Can I open in PyTorch a model trained on mlagents?

Hi, I want to train the standard PPO model but then I would need to perform additional testing in pytorch. By looking at the source code it seems that the framework make extensive use of pytorch. Also, it seems that together with the barracuda model, it saves some *.pt files which I guess are pytorch models. So I am inclined to think that it is indeed possible to reimport such models into python.

However, I am not sure where to find the definition of the architecture in order to load the state_dict into it. Any help? Thanks!

1 Like

Hey,

I was trying to accomplish the same thing… Based on my testing it is not possible to load the model using just the .pt files you would need to use the onnx files. If you are focused on importing it into pytorch it is possible using the caffe2 onnx backend. However, the easiest way for me was to use the onnxruntime library to load the model and run inference.
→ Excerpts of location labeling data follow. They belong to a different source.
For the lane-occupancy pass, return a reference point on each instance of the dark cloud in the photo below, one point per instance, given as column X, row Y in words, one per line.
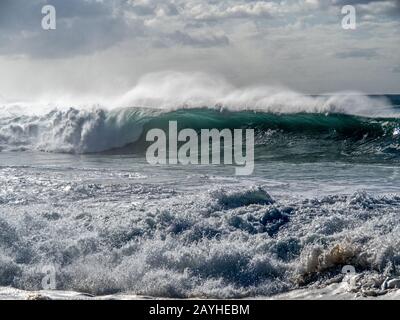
column 368, row 54
column 82, row 27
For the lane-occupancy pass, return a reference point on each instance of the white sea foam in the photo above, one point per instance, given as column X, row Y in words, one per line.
column 109, row 235
column 174, row 90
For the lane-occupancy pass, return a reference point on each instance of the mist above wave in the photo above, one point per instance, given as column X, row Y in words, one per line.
column 170, row 90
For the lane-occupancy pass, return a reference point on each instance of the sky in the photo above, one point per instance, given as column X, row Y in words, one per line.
column 104, row 47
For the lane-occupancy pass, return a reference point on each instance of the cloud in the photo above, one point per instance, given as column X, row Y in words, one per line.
column 368, row 53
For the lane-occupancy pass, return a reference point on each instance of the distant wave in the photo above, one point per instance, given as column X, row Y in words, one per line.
column 123, row 130
column 199, row 101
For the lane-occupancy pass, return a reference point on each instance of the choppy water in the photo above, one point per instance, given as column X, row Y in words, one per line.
column 325, row 193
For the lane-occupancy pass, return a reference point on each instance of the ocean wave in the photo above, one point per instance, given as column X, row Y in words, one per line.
column 277, row 134
column 189, row 245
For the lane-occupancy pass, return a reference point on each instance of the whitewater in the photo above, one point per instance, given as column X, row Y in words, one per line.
column 77, row 194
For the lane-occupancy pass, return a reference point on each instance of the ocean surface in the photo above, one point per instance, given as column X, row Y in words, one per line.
column 76, row 193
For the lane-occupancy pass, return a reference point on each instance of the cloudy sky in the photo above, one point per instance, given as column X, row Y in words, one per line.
column 102, row 47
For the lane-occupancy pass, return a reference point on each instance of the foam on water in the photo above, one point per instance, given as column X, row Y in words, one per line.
column 108, row 234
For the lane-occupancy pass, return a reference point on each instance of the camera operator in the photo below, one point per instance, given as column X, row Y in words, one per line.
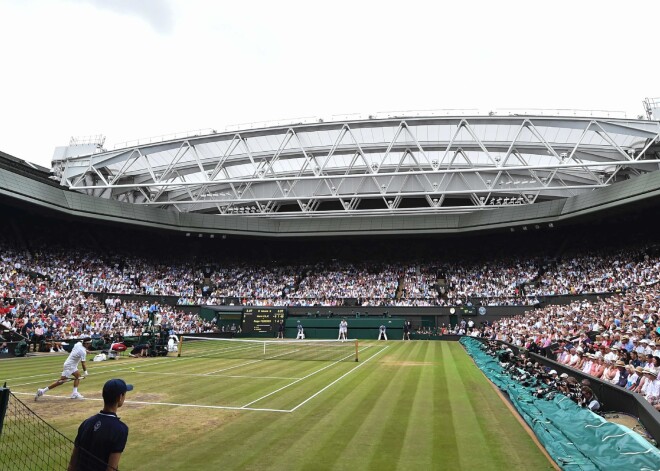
column 588, row 399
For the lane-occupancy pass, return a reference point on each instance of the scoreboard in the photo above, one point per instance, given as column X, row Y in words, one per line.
column 262, row 320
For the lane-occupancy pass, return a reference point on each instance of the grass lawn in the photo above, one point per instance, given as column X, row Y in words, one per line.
column 416, row 405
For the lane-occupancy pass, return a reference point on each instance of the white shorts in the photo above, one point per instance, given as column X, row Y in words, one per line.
column 69, row 370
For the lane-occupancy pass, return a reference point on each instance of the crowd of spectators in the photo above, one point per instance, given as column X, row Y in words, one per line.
column 497, row 282
column 615, row 339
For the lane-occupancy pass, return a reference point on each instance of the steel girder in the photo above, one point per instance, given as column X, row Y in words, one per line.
column 388, row 166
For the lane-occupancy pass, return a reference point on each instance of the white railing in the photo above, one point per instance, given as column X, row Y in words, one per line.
column 163, row 138
column 378, row 115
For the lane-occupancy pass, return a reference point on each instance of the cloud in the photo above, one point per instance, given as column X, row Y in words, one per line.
column 157, row 13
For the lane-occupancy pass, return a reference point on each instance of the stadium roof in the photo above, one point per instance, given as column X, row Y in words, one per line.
column 368, row 167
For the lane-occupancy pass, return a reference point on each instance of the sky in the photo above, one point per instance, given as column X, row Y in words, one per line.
column 130, row 69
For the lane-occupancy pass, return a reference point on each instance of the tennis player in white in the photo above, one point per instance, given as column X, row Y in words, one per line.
column 343, row 330
column 78, row 355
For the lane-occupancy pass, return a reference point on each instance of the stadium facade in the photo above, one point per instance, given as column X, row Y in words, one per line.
column 380, row 175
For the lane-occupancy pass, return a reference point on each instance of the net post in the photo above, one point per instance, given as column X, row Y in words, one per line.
column 4, row 401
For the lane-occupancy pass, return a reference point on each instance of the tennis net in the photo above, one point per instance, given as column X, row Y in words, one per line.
column 323, row 350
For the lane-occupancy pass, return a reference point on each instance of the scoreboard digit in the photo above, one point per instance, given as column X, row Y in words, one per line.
column 262, row 320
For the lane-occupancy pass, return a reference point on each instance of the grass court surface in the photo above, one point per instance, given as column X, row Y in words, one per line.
column 416, row 405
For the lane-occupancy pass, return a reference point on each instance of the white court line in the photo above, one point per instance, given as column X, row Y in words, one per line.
column 298, row 380
column 206, row 375
column 338, row 379
column 101, row 368
column 104, row 368
column 171, row 404
column 232, row 367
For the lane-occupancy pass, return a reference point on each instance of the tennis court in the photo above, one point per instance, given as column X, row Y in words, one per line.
column 403, row 405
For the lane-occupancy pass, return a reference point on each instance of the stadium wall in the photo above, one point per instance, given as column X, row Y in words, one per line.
column 612, row 398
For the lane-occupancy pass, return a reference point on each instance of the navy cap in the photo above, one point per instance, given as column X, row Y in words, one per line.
column 114, row 388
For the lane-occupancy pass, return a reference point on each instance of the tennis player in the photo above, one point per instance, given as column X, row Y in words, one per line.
column 301, row 332
column 78, row 355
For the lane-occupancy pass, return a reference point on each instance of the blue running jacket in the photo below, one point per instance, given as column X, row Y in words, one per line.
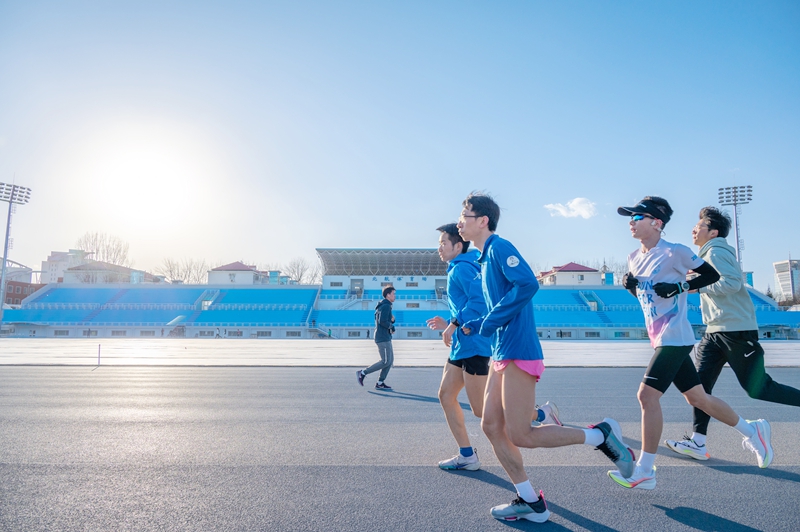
column 509, row 285
column 465, row 297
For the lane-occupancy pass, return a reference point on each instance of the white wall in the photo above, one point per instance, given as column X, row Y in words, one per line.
column 228, row 278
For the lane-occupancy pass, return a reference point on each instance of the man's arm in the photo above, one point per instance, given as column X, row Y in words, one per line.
column 524, row 287
column 730, row 280
column 385, row 317
column 706, row 275
column 470, row 285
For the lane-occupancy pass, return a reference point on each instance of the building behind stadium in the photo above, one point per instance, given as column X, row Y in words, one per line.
column 96, row 300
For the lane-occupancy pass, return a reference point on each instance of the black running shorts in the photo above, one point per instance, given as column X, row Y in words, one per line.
column 476, row 365
column 672, row 364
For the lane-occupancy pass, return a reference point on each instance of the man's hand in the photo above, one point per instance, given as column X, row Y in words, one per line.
column 437, row 323
column 667, row 290
column 629, row 281
column 447, row 335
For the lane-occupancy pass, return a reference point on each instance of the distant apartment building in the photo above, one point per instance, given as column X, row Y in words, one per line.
column 59, row 262
column 98, row 272
column 787, row 279
column 239, row 273
column 571, row 274
column 16, row 291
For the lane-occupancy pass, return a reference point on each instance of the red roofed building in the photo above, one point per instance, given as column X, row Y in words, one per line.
column 241, row 273
column 571, row 274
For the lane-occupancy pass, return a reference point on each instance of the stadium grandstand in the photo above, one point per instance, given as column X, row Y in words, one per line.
column 342, row 306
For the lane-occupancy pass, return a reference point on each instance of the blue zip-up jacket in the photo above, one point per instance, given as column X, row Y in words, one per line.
column 508, row 288
column 465, row 297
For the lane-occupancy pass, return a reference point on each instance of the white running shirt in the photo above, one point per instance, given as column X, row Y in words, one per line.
column 666, row 319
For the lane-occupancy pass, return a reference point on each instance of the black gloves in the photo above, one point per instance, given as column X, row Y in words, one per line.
column 666, row 290
column 629, row 281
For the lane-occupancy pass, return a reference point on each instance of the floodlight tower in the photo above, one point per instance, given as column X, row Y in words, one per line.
column 13, row 194
column 736, row 196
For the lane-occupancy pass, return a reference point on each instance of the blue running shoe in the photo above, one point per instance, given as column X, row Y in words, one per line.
column 461, row 463
column 521, row 509
column 615, row 448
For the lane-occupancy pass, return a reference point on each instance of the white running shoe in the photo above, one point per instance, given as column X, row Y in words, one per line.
column 643, row 480
column 550, row 414
column 462, row 463
column 688, row 447
column 761, row 442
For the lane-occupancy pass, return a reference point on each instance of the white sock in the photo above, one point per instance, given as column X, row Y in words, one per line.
column 526, row 491
column 646, row 461
column 594, row 437
column 745, row 429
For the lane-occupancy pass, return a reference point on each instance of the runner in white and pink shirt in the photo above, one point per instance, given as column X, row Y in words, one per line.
column 657, row 277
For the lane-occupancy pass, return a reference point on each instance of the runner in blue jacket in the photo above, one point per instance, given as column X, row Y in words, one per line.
column 517, row 364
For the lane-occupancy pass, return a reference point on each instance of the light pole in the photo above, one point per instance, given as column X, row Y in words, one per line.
column 736, row 196
column 13, row 194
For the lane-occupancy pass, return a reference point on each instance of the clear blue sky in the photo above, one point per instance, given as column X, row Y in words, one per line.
column 262, row 130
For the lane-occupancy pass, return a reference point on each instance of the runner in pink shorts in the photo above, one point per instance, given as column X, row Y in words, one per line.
column 509, row 285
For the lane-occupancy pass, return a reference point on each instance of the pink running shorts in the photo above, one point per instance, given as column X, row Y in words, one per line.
column 531, row 367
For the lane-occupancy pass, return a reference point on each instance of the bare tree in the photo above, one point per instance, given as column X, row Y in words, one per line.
column 105, row 248
column 189, row 271
column 315, row 276
column 299, row 269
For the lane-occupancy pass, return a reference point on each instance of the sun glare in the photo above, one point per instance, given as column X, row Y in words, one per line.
column 147, row 176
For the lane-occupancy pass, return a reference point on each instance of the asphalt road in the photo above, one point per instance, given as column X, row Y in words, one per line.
column 303, row 448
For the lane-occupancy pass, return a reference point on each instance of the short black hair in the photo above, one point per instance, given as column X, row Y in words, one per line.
column 482, row 204
column 451, row 230
column 716, row 219
column 662, row 206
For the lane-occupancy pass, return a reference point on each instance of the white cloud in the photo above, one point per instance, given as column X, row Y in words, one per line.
column 576, row 207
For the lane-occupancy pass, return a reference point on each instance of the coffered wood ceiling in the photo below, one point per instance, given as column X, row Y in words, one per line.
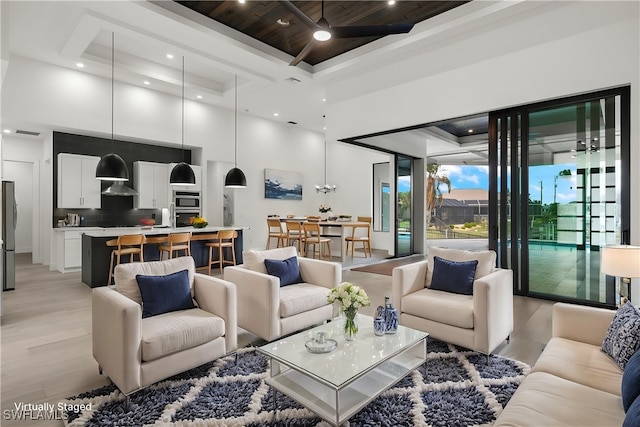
column 259, row 20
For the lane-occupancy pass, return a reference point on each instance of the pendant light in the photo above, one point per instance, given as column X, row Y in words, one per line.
column 326, row 188
column 235, row 177
column 112, row 167
column 182, row 174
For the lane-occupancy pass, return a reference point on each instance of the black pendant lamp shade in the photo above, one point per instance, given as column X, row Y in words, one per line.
column 112, row 167
column 235, row 177
column 182, row 174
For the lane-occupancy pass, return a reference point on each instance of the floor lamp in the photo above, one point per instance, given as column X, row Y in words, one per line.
column 622, row 261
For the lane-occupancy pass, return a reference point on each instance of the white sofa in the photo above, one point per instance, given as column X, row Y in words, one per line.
column 270, row 311
column 573, row 383
column 136, row 352
column 479, row 322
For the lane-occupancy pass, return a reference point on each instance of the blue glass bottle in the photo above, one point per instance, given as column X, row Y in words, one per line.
column 390, row 317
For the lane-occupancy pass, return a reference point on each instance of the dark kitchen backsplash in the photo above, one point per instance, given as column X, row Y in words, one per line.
column 115, row 210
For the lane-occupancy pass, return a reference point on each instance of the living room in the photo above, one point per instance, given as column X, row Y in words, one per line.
column 476, row 58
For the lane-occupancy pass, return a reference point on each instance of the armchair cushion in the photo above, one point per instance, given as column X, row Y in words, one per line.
column 443, row 307
column 162, row 294
column 178, row 330
column 301, row 297
column 452, row 276
column 623, row 336
column 486, row 260
column 254, row 260
column 287, row 270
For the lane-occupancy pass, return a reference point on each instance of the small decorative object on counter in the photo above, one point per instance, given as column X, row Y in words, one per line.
column 379, row 327
column 390, row 317
column 351, row 298
column 199, row 222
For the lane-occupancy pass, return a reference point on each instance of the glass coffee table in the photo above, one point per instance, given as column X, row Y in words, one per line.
column 337, row 384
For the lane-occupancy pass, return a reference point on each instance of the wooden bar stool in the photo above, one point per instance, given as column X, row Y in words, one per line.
column 226, row 239
column 176, row 242
column 295, row 233
column 357, row 237
column 275, row 232
column 126, row 244
column 313, row 237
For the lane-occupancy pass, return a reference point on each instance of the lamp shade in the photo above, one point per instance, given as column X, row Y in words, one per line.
column 620, row 260
column 112, row 168
column 235, row 179
column 182, row 174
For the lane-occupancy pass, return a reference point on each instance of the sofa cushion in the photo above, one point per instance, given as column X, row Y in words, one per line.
column 630, row 389
column 178, row 330
column 623, row 336
column 162, row 294
column 581, row 363
column 286, row 270
column 486, row 260
column 452, row 276
column 301, row 297
column 546, row 400
column 633, row 415
column 254, row 259
column 439, row 306
column 125, row 274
This isn’t a supported use-case currently, as the architecture is determined by the observations/actions you specify in Unity. Netron (https://netron.app/) is a great way to check on the ONNX file if you’re interested to see what the network looks like.

1 Like

Hi @ervteng_unity and @hmusr09 , thank you for your replies. I am pretty surprised about them, because I think I have actually managed to accomplish it.
I notice that to create the model structure I needed the behaviourSpec and the network setting, which as far as I understand are passed to Python from the Unity Scene through one of the communication channels.
So I started the learning mode (in debug mode through /learn.py) and I just saved both behaviourSpec and network settings in a file (pickled).
Then when I need to re-open the model outside Unity I do:

from mlagents.trainers.mltorch.networks import SimpleActor, SharedActorCritic, GlobalSteps
import pickle
import torch

behavior_spec = pickle.load(open('./beha_spec_visual_food.sp', 'rb'))
network_settings = pickle.load(open('./net_set_visual_food.sp', 'rb'))
condition_sigma_on_obs = False
tanh_squash = False
actor = SimpleActor(
            observation_specs=behavior_spec.observation_specs,
            network_settings=network_settings,
            action_spec=behavior_spec.action_spec,
            conditional_sigma=condition_sigma_on_obs,
            tanh_squash=tanh_squash,
            )

actor.load_state_dict(torch.load('./unity_projects/results/prova/VisualFoodCollector/VisualFoodCollector-2400.pt')['Policy'])

Which returns a promising “”

Is there anything wrong with this approach?

1 Like

Nope, this should work fine!

2 Likes

@ValBis I’m trying to load the model in pytorch as well, but I don’t quite understand how to save behavior and network information in pickle files. In which files and times should I save this information?

I would really like a small write up tutorial for this as well. I am trying to load a trained model on a real world scenario for deployment. Does the .onnx file store the network structure and the weights + biases? Can i just load the .onnx model like a torchscript for deployment?